For each of these models, we’ll compute LD statistics over a range of recombination rates, and then plot the decay curves.

import numpy as np

# set up recombination rates
rhos = np.logspace(-2, 2, 21)

# compute statistics and normalize to get sigma-d^2 and sigma-Dz
y_constant = moments.Demes.LD(demog_constant, sampled_demes=["A"], rho=rhos)
sigma_constant = moments.LD.Inference.sigmaD2(y_constant)

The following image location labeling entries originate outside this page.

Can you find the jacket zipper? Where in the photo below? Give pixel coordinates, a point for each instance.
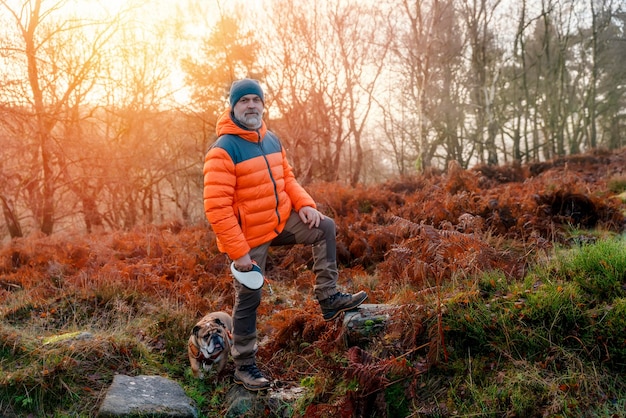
(269, 169)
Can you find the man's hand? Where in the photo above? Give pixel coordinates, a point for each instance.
(244, 263)
(310, 216)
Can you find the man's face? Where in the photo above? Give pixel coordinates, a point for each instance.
(249, 111)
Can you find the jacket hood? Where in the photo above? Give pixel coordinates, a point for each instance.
(227, 126)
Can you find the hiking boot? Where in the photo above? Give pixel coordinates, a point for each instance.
(340, 302)
(251, 377)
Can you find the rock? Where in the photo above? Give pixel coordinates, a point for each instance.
(365, 322)
(153, 396)
(276, 403)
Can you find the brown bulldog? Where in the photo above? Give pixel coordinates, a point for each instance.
(210, 342)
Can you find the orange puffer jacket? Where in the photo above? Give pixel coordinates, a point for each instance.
(249, 187)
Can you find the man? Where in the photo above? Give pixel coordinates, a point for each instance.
(253, 201)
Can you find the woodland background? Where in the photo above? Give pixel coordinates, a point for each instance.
(107, 108)
(471, 152)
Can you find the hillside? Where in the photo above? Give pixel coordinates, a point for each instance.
(492, 318)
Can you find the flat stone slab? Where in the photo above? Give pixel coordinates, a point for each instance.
(153, 396)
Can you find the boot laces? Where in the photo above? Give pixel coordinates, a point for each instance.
(253, 370)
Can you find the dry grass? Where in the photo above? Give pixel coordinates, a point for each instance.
(488, 319)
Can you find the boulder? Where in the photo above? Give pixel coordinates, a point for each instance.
(141, 396)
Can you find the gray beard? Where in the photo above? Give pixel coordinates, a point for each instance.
(251, 122)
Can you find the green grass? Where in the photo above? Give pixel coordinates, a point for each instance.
(553, 344)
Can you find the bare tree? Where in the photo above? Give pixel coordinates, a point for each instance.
(56, 79)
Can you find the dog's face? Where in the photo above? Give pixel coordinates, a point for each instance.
(211, 339)
(210, 342)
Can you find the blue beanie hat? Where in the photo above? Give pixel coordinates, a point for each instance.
(240, 88)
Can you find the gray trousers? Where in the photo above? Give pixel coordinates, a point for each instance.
(323, 241)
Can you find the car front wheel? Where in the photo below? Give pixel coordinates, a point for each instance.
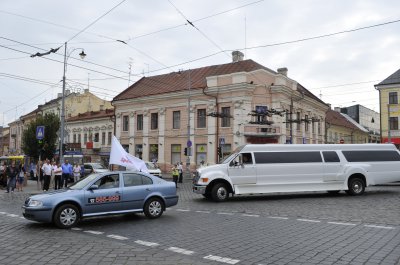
(66, 216)
(153, 208)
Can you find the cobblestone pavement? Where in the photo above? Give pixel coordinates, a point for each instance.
(305, 228)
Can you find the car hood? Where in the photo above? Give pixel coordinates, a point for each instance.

y_bottleneck = moments.Demes.LD(demog_bottleneck, sampled_demes=["A"], rho=rhos)
sigma_bottleneck = moments.LD.Inference.sigmaD2(y_bottleneck)

y_growth = moments.Demes.LD(demog_growth, sampled_demes=["A"], rho=rhos)
sigma_growth = moments.LD.Inference.sigmaD2(y_growth)

fig, (ax1, ax2) = plt.subplots(1, 2, figsize=(10, 4))

ax1.plot(rhos, sigma_constant.LD()[:, 0], label="Constant")
ax1.plot(rhos, sigma_bottleneck.LD()[:, 0], label="Bottleneck")
ax1.plot(rhos, sigma_growth.LD()[:, 0], label="Exp. growth")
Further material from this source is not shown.